As ondas primárias, ou P, são as primeiras a serem emitidas de um sismo, e viajam a vários quilómetros por segundo a partir do epicentro. São mais perceptíveis para os animais e, de acordo com o USGS, são seguidas por ondas secundárias mais fortes, ou ondas S, que abanam o solo num movimento contínuo.

"Poucas pessoas sentem a onda P mais pequena que viaja mais rapidamente desde o epicentro do sismo e chega antes da onda S maior", afirma o USGS. "No entanto, os animais com sentidos mais apurados são capazes de sentir a onda P segundos antes da chegada da onda S", acrescenta.

Os abalos iniciais, detectados e analisados pelos sismógrafos, são também utilizados pelos sistemas de alerta precoce para prever sismos — normalmente, com menos de um minuto de aviso. Ainda assim, será que os animais conseguem sentir os terramotos mais cedo e melhor do que a tecnologia moderna?

Apesar de os humanos, durante milénios, dizerem ter observado animais que parecem detectar terramotos minutos ou horas antes de serem atingidos, a ciência é mais obscura neste aspecto.

Os animais falam uns com os outros?

Para o investigador Martin Wikelski, director do Instituto Max Planck de Comportamento Animal, na Alemanha, os animais podem ser capazes de sentir os sismos mesmo antes de os abalos acontecerem. "Temos uma forte indicação que os animais realmente sentem os movimentos que antecedem os terramotos, e não é a actividade sísmica", destaca.

No estudo que Martin fez sobre o tema, e que foi publicado em 2020, os investigadores colocaram placas electrónicas em vacas, cães e ovelhas de uma quinta italiana para monitorizarem os seus movimentos durante vários meses quando fossem detectados sismos nas proximidades. Durante este processo, descobriram que os animais eram invulgarmente "superactivos", ou seja, moviam-se continuamente durante mais de 45 minutos, antes de sete dos oito fortes sismos terem sido sentidos. A investigação, que utilizou dispositivos que Martin descreveu como nada mais do que "pequenos telemóveis para animais", sugeriu que estas espécies podem, possivelmente, ser capazes de detectar sismos mais de 12 horas antes dos seres humanos — e bem antes de quaisquer abalos.

Para este investigador, as razões que explicam o facto de os animais terem reagido de forma invulgar ainda não são claras. "Há indícios de que nos podem dizer alguma coisa, mas como eles o fazem, ainda não sabemos", sinalizou. No entanto, acredita que a capacidade de sentir o perigo que estas espécies têm pode estar relacionada com a de comunicarem uns com os outros.

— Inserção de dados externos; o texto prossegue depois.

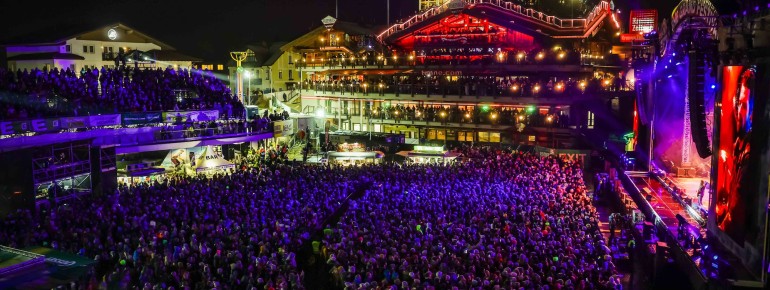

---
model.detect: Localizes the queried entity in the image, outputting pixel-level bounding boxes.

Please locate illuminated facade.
[4,23,202,72]
[419,0,447,11]
[289,1,631,148]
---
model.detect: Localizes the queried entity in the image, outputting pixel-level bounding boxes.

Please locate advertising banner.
[88,114,120,127]
[163,110,219,123]
[535,146,591,168]
[0,122,16,135]
[161,146,235,175]
[273,120,294,137]
[121,112,163,125]
[61,117,88,129]
[30,119,61,132]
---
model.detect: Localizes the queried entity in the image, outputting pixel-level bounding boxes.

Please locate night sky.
[0,0,734,61]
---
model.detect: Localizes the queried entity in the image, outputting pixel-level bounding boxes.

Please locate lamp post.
[315,108,328,155]
[545,115,556,149]
[244,70,251,105]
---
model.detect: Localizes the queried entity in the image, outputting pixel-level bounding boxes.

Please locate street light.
[244,70,251,105]
[545,115,556,149]
[315,107,326,148]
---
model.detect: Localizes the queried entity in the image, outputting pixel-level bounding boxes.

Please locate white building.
[3,23,201,72]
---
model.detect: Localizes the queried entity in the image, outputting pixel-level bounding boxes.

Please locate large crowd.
[324,148,619,289]
[0,67,243,120]
[364,104,570,128]
[0,148,618,289]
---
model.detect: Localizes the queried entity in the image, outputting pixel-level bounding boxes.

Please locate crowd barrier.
[0,110,220,135]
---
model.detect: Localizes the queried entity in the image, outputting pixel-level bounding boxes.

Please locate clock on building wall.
[107,28,118,40]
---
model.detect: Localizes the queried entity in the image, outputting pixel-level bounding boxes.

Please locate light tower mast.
[419,0,448,11]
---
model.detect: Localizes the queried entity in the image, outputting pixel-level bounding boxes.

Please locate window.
[426,129,436,140]
[436,130,446,140]
[457,131,473,142]
[489,133,500,143]
[479,132,489,142]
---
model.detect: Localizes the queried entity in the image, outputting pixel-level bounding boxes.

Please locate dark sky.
[0,0,735,61]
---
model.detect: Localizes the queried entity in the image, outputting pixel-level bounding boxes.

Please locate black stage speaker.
[642,221,655,241]
[0,149,35,215]
[91,146,118,195]
[687,50,711,158]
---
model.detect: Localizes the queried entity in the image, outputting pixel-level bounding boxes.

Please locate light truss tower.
[419,0,448,11]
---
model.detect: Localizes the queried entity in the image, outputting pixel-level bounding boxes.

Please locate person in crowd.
[0,145,619,289]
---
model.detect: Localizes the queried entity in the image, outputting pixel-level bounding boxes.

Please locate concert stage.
[668,177,711,212]
[619,171,708,289]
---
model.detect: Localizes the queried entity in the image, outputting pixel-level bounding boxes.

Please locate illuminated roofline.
[377,0,611,42]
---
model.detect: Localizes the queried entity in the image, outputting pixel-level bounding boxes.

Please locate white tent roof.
[195,146,235,172]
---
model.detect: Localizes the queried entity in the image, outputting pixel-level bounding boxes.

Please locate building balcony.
[301,83,634,105]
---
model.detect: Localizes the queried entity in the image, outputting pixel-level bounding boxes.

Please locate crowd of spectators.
[303,75,632,98]
[0,148,619,289]
[0,165,363,290]
[0,67,243,120]
[298,48,619,68]
[323,151,620,289]
[365,104,569,128]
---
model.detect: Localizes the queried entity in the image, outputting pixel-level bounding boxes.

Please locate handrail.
[377,0,610,42]
[0,245,45,277]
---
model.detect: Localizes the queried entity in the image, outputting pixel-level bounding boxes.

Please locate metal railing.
[377,0,610,41]
[0,246,45,277]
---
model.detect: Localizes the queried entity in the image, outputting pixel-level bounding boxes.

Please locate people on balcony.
[0,67,243,120]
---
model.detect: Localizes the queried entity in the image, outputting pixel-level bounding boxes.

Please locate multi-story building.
[2,23,201,72]
[287,0,633,148]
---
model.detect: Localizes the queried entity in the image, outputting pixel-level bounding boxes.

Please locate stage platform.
[0,246,94,290]
[668,177,711,212]
[620,172,708,288]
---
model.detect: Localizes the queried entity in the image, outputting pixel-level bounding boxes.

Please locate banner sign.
[620,33,644,42]
[535,146,591,167]
[61,117,88,129]
[122,112,163,125]
[88,114,120,127]
[337,143,366,152]
[273,120,294,137]
[30,119,61,132]
[163,110,219,123]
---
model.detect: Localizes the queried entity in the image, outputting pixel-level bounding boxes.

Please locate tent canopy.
[195,146,235,172]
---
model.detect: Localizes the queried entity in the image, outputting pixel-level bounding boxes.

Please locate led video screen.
[712,66,770,274]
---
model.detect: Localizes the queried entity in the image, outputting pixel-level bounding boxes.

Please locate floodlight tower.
[419,0,448,11]
[230,51,249,102]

"Inicialmente, as vacas congelaram — não se mexeram de todo. Isso depois deixou os cães muito nervosos, começaram a ficar inquietos e a ladrar. As ovelhas enlouqueceram, e tudo isso começou a provocar o mesmo comportamento nas vacas", explicou.

No estudo de Martin, estas espécies podem ter sido capazes de detectar sismos com antecedência até 12 quilómetros do epicentro. No entanto, pretende aprofundar as pesquisas, eventualmente sobre se os animais da quinta estavam a reagir aos níveis de ferro libertados no ar pela pressão subterrânea.

"Há outros factores que estes animais parecem compreender — mas isso ainda é uma caixa negra", afirmou.

Contudo, uma análise de 2018 com 700 registos de comportamento animal anormal antes da ocorrência de sismos mostrou que são necessárias mais provas antes de tirar conclusões. Os investigadores concentraram-se na questão de saber se os animais poderiam ter a capacidade de detectar os abalos antes dos sismógrafos.

Na mesma linha, sugerem os cientistas por detrás deste estudo, os muitos exemplos históricos sobre animais a comportarem-se de forma estranha poderiam ser explicados por abalos sísmicos segundos antes de as maiores ondas aparecerem. Além do mais, muitas das provas existentes põem em causa algumas destas conclusões, demasiado irrealistas para serem fiáveis.

Existem outros exemplos de grande visibilidade, do passado e do presente. Um dos primeiros relatos considerados anedóticos, atribuído ao escritor romano Aelian, conta como ratos, cobras, centopeias e besouros fugiram da cidade de Helike antes de esta ser arrasada por um terramoto e destruída por um tsunami em 373 a.C.

Em 2016, 15 minutos antes de um terramoto atingir o estado norte-americano de Oklahoma, os pássaros começaram a voar em bandos ao ponto de milhares terem sido observados através dos radares de voo.


O jornalista Pranshu Verma do The Washington Post colaborou neste artigo.